Chemical composition

class pyqms.ChemicalComposition(sequence=None, aa_compositions=None, isotopic_distributions=None)

Chemical composition class. The actual sequence or formula can be reset using the add function.

Keyword Arguments:
 
  • sequence (str) – Peptide or chemical formula sequence
  • aa_compositions (Optional[dict]) – amino acid compositions
  • isotopic_distributions (Optional[dict]) – isotopic distributions

Keyword argument examples:

  • sequence

This can for example be:

molecules = [
    '+H2O2H2-OH',
    '+{0}'.format('H2O'),
    '{peptide}'.format(pepitde='ELVISLIVES'),
    '{peptide}+{0}'.format('PO3', peptide='ELVISLIVES'),
    '{peptide}#{unimod}:{pos}'.format(
        peptide = 'ELVISLIVES',
        unimod = 'Oxidation',
        pos = 1
    )
]

Examples

>>> c = pyqms.ChemicalComposition()
>>> c.use("ELVISLIVES#Acetyl:1")
>>> c.hill_notation()
'C52H90N10O18'
>>> c.hill_notation_unimod()
'C(52)H(90)N(10)O(18)'
>>> c
{'O': 18, 'H': 90, 'C': 52, 'N': 10}
>>> c.composition_of_mod_at_pos[1]
defaultdict(<class 'int'>, {'O': 1, 'H': 2, 'C': 2})
>>> c.composition_of_aa_at_pos[1]
{'O': 3, 'H': 7, 'C': 5, 'N': 1}
>>> c.composition_at_pos[1]
defaultdict(<class 'int'>, {'O': 4, 'H': 9, 'C': 7, 'N': 1})
>>> c = pyqms.ChemicalComposition('+H2O2H2')
>>> c
{'O': 2, 'H': 4}
>>> c.subtract_chemical_formula('H3')
>>> c
{'O': 2, 'H': 1}

Note

We did not include mass calculation, since pyQms will do it much more accurately using unimod and other element enrichments.

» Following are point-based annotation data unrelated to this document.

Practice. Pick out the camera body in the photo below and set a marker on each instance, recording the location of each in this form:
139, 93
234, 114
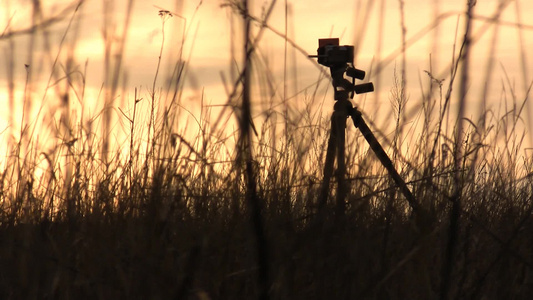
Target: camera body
330, 54
339, 60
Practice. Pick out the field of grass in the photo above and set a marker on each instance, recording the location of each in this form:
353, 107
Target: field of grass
222, 214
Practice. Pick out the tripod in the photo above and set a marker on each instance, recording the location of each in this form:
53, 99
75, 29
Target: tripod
343, 108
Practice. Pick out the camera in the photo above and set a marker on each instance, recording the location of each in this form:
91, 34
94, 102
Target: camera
339, 59
330, 54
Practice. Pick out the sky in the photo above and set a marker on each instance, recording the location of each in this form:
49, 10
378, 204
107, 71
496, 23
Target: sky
209, 40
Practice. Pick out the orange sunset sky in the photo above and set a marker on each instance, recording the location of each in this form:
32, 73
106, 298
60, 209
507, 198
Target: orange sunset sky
208, 43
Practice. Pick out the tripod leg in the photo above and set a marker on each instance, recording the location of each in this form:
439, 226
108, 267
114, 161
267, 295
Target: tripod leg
386, 162
328, 167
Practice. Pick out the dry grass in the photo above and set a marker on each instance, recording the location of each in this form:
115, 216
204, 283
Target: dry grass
170, 214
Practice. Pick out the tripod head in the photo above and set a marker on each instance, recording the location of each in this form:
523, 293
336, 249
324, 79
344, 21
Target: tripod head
339, 59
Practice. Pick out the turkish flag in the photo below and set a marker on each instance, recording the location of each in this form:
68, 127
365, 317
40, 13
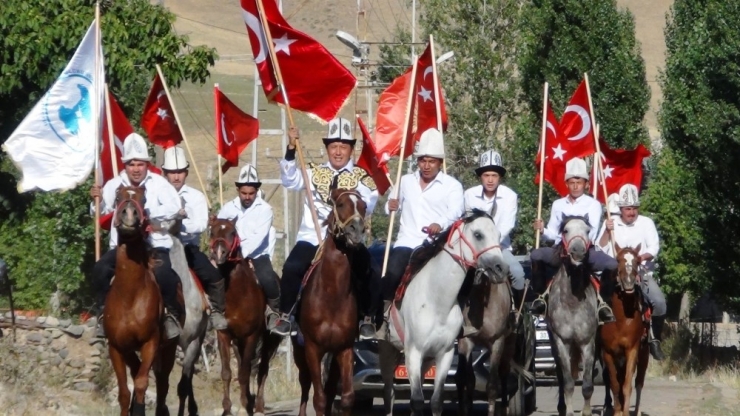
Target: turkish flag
576, 124
158, 119
557, 154
235, 129
369, 161
620, 168
315, 82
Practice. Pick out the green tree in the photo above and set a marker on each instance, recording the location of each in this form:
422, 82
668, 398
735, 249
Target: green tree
47, 238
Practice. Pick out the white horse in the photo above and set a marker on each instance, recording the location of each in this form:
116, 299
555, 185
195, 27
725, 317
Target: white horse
430, 318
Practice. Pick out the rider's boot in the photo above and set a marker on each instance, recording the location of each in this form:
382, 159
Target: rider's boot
657, 335
218, 300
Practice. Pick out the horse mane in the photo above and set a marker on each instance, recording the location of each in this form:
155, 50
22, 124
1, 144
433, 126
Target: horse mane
421, 255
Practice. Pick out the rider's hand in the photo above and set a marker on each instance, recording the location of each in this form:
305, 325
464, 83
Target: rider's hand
433, 229
293, 135
95, 192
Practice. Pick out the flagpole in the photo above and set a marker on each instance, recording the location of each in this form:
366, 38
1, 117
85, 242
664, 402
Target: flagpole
397, 188
182, 132
96, 106
543, 139
595, 129
299, 150
437, 98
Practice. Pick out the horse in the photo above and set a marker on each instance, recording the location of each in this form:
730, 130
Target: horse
245, 316
572, 316
623, 345
430, 319
134, 310
328, 310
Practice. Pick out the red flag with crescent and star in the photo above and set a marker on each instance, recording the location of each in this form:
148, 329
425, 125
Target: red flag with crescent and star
620, 167
369, 161
315, 81
235, 129
158, 120
557, 153
576, 124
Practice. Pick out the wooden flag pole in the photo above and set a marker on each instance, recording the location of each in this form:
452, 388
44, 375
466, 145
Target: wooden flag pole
182, 132
437, 97
543, 140
299, 150
397, 188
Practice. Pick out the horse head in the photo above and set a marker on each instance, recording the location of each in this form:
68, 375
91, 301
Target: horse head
629, 261
348, 216
479, 246
130, 217
225, 244
574, 233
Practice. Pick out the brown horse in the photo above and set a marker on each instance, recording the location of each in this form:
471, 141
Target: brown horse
245, 314
623, 345
328, 310
134, 310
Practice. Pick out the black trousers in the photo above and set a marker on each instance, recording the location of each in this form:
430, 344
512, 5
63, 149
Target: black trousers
398, 259
366, 281
266, 276
166, 278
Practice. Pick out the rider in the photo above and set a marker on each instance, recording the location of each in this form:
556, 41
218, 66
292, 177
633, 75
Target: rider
580, 204
630, 229
429, 201
501, 203
194, 216
339, 145
162, 203
254, 227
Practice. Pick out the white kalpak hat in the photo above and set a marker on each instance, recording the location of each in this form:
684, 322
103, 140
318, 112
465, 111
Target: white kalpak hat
248, 177
431, 143
576, 168
174, 159
629, 196
134, 148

add_chemical_formula(chemical_formula)

Adds chemical formula to the instance

Chemical formula can be a string or a dictionary with the element count.

For example:

chemical_formula = 'C18H36N9O18'
chemical_formula = {
    'C' : 18,
    'H' : 36,
    'N' : 9,
    'O' : 18
}
add_peptide(peptide)

Adds peptide sequence to the instance.

Note

Only standard amino acids can be processed. If one uses special amino acids like (U of F) they have to be added to knowledge_base.py.

clear()

Resets all lookup dictionaries and self

One class instance can be used analysing a series of sequences, thereby avoiding class instantiation overhead.

Warning

Make sure to reset when looping over sequences and use the class. Chemical formulas (elemental compositions) will accumulate if not resetted.

composition_at_pos = None

chemical composition at given peptide position incl modifications (if peptide sequence was used as input or using the use function)

Note

Numbering starts at position 1, since all PSM search engines use this nomenclature.

Type:dict
composition_of_aa_at_pos = None

chemical composition of amino acid at given peptide position (if peptide sequence was used as input or using the use function)

Note

Numbering starts at position 1, since all PSM search engines use this nomenclature.

Examples:

c.composition_of_mod_at_pos[1] = {
    '15N': 2, '13C': 6, 'N': -2, 'C': -6
}
Type:dict
composition_of_mod_at_pos = None

chemical composition of unimod modifications at given position (if peptide sequence was used as input or using the use function)

Note

Numbering starts at position 1, since all PSM search engines use this nomenclature.

Type:dict
hill_notation(include_ones=False, cc=None)

Formats chemical composition into Hill notation string.

Parameters:cc (dict, optional) – elemental composition dict
Returns:Hill notation format of self.
For example:
'C50H88N10O17'
Return type:str
hill_notation_unimod(cc=None)

Formats chemical composition into Hill notation string adding unimod features.

Parameters:cc (dict, optional) – elemental composition dict
Returns:Hill notation format including unimod format rules of self.
For example:
'C(50)H(88)N(10)O(17)'
'C(50)H(88)14N(1)N(9)(17)'
Return type:str
subtract_chemical_formula(chemical_formula)

Subtracts chemical formula from instance.

subtract_peptide(peptide)

Subtracts peptide (chemical formula) from instance.

use(sequence)

Re-initialize the class with a new sequence

This is helpful if one ones to use the same class instance for multiple sequence since it remove class instantiation overhead.

Parameters:sequence (str) –

Note

Will clear the current chemical composition dict!